RalphAS / GenericSchur.jl

Julia package for Schur decomposition of matrices with generic element types
Other
27 stars 4 forks source link

Use of ForwardDiff through `schur` #10

Closed baggepinnen closed 1 year ago

baggepinnen commented 1 year ago

Hello there 👋

I am wondering if it would make sense to allow ForwardDiff.Dual numbers through the schur factorization in this package? Currently, many methods are restricted to

StridedMatrix{Complex{T}} where T<:AbstractFloat

which prevents the use of ForwardDiff.Dual since they are not <:AbstractFloat.

RalphAS commented 1 year ago

My understanding is that differentiation of spectral decompositions is more reliable, accurate, and (usually) efficient if implemented as independent algorithms based on analysis. This is done in ChainRules for eigen, but not yet for schur. (I've heard of recent analytic work on the Schur adjoint but I haven't had the chance to study it.)

Many of the methods here depend on details of floating point arithmetic for edge cases, in an effort to emulate the reliability of LAPACK. I would be surprised if those sections are good fits for Dual. In retrospect perhaps I should not have put "Generic" in the package name.

That being said, the GenericLinearAlgebra package has less precise but more generic implementations. If one really wants naive autodiff, that would be a better avenue.

In fact, an important advantage of the <:AbstractFloat restriction here is compatibility with GenericLinearAlgebra, so a Dual derivative from the latter should even work with the specializations provided here (except in edge cases where perturbations are likely bizarre anyway).
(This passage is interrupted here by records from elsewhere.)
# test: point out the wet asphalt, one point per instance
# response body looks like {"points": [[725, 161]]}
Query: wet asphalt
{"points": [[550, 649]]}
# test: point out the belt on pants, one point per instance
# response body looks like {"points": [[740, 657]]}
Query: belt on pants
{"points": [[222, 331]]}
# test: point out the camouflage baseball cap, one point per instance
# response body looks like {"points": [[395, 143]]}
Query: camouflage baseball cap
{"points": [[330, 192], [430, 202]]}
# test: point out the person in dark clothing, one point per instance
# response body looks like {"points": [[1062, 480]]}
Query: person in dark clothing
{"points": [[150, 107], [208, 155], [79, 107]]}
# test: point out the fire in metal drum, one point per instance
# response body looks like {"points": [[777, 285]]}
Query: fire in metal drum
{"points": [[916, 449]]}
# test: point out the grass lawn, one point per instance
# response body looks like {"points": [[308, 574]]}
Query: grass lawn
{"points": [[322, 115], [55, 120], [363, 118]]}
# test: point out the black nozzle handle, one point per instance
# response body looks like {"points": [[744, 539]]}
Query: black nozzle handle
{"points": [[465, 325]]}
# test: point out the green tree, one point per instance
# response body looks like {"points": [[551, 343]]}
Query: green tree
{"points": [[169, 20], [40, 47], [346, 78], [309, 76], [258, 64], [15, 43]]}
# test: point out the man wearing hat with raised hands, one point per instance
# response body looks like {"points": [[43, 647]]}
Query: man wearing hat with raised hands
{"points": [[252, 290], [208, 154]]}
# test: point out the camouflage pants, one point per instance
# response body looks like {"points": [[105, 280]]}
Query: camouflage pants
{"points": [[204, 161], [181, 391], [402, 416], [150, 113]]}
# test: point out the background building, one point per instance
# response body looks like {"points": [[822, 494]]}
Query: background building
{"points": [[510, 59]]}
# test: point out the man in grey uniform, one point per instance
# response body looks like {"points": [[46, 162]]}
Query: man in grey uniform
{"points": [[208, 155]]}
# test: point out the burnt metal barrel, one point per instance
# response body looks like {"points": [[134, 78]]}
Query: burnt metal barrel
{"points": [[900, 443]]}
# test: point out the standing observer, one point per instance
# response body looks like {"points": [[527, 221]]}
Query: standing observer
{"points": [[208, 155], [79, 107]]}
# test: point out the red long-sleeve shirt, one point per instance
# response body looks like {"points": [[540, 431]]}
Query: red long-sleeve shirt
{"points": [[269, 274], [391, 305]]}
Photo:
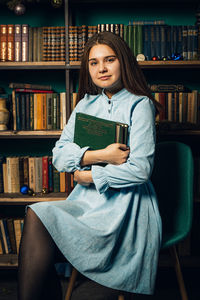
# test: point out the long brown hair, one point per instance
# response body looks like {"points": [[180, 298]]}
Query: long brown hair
{"points": [[132, 76]]}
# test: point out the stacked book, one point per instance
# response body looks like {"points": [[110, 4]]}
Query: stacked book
{"points": [[37, 107], [22, 43], [152, 39], [178, 104], [37, 173]]}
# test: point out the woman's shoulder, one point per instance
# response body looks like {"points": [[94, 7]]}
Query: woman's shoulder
{"points": [[86, 100]]}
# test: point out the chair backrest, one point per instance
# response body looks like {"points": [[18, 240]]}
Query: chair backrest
{"points": [[172, 178]]}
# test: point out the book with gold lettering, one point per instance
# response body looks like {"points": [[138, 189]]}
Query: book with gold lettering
{"points": [[98, 133]]}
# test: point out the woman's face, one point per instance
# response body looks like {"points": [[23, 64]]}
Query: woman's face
{"points": [[104, 66]]}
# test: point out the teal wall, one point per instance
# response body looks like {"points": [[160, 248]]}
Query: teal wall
{"points": [[172, 14], [36, 14]]}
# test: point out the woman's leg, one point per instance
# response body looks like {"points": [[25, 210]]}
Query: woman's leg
{"points": [[37, 277]]}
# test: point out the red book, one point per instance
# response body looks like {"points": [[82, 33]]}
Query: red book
{"points": [[18, 42], [162, 102], [45, 174], [10, 45], [3, 42], [32, 91], [24, 42]]}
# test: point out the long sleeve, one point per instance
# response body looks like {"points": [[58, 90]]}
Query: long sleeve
{"points": [[138, 167], [66, 154]]}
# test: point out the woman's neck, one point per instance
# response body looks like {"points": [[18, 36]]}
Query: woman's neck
{"points": [[113, 89]]}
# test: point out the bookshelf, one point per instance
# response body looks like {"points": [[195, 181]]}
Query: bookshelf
{"points": [[62, 75]]}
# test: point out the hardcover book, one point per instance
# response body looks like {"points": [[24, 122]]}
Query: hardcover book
{"points": [[98, 133]]}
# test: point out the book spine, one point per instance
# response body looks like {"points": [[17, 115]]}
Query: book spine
{"points": [[25, 43], [62, 43], [1, 174], [13, 176], [45, 174], [3, 45], [18, 42], [10, 45]]}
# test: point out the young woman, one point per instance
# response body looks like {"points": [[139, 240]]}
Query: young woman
{"points": [[109, 228]]}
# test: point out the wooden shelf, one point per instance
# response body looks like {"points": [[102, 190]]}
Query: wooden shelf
{"points": [[32, 65], [76, 65], [31, 134], [158, 64], [20, 199]]}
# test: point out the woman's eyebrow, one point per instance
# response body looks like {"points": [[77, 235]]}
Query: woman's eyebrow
{"points": [[103, 57]]}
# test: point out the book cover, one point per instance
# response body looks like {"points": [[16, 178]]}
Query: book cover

mohamed82008 commented 1 year ago

You may want to check DifferentiableFactorizations.jl. I have Schur decompositions supported there via ImplicitDifferentiation. ID supports both forward and reverse mode AD using the implicit function theorem to avoid passing through the solver completely.

baggepinnen commented 1 year ago

Thanks for your comments and insight @RalphAS

I have tried ImplicitDifferentiation.jl and it worked. It was 30x slower than finite differences due to a lot of type instabilities related to Duals, this line to be specific does not fully specify the Dual type https://github.com/gdalle/ImplicitDifferentiation.jl/blob/main/ext/ImplicitDifferentiationForwardDiffExt.jl#L42

I think that we will pursue another approach for my particular problem where we specify the diff rule for a higher-level function instead.